Его жена всегда имела своё мнение и не шла ни у кого на поводу. В ином случае, он не захотел бы иметь с ней дела — нет, конечно, она была достаточно симпатична, чтобы он захотел иметь с ней кое-какие дела, но он не захотел бы жениться на ней, если бы она была такой. Он немного поразмыслил.

— Наверное, это просто политическая болтовня. Он не хочет, чтобы люди самостоятельно пошли к сенаторам. Слишком похоже на Бонусную армию.

— Возможно. — Щёки Эсфири втянулись, когда она затянулась сигаретой. В её голосе не слышалось стопроцентной уверенности, но и спорить она не стала. С ней было легко ладить. Чарли пытался вести себя так же, но у него с этим было больше трудностей, чем у жены.

Что бы там Джо Стил ни подразумевал под подменой "вы" на "мы", его речь достигла поставленной цели. Она до кондрашки напугала тех членов Конгресса, что пытались блокировать законопроект.

Этот факт развеселил Лазара Кагана. Луноликий помощник президента встретился с Чарли за обедом в небольшом итальянском ресторанчике, в нескольких кварталах от Пенсильвания-авеню 1600[47]. Чарли заказал спагетти с фрикадельками. Каган выбрал лазанью. Когда они принялись за еду, подручный Джо Стила произнёс:

— Надо было тоже заказать спагетти, правда, у меня никак не получается их правильно закручивать.

Чарли посмотрел на него. Он понял, что Каган не шутил.

— Это не так уж важно, — сказал он. — Можно просто цеплять лапшу и есть с вилки. Так многие делают — это проще. Мне точно без разницы.

— Вам, может и нет, — сказал Каган. — Но официант будет смеяться за моей спиной. Равно как и итальяшка, которому принадлежит эта забегаловка. Если не получается делать так, чтобы всё выглядело пристойно, вам следует заняться чем-нибудь другим.

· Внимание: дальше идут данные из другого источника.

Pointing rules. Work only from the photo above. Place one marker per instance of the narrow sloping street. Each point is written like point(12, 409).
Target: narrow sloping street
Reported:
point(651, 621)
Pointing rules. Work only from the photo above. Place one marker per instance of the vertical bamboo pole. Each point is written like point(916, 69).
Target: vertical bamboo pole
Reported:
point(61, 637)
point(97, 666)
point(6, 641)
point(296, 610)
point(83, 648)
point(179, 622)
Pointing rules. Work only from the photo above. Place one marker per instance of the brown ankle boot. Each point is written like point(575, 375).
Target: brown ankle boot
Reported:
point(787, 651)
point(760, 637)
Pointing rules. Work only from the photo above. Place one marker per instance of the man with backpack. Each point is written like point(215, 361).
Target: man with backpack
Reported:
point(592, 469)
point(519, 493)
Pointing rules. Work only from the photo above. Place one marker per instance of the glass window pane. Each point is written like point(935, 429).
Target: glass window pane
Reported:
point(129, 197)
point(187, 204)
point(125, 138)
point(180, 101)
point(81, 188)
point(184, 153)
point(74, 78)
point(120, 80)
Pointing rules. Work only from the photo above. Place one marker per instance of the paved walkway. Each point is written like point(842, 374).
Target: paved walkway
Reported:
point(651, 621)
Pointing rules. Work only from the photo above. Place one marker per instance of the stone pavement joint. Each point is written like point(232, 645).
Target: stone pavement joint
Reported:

Эти слова заставили Чарли вновь бросить взгляд на Кагана. Тот выглядел предельно серьёзно.

— То же самое вы и президенту говорите? — спросил Чарли с ноткой веселья в голосе, дабы Каган тоже рассмеялся и сообщил ему, что просто дурачится.

Однако еврей кивнул.

— Не то, чтобы часто приходится говорить ему подобные вещи. Ведь, именно он меня им и научил. Взять, к примеру, закон о долине реки Теннеси. Президент хочет, чтобы люди добились, что конгрессмены их услышат, так?

— Разумеется. — Чарли кивнул. — И что?

— Ну… Так, я вам этого не говорил. Эти слова не попадут в вашу следующую статью. Это так, к сведению.

— Разумеется, — не без некоторого внутреннего сопротивления повторил Чарли.

Да, такие вещи нужно выслушивать не под запись. Если подорвёшь доверие одного источника, рискуешь подорвать доверие и остальных. Если же твой источник — доверенный человек президента, рискуешь ещё сильнее. Иногда нужно идти на подобные риски. Но гораздо чаще, нужно превратиться в губку. Нужно впитывать то, что слышишь. Этими словами можно придать оттенок тому, что пишешь, но писать напрямую нельзя.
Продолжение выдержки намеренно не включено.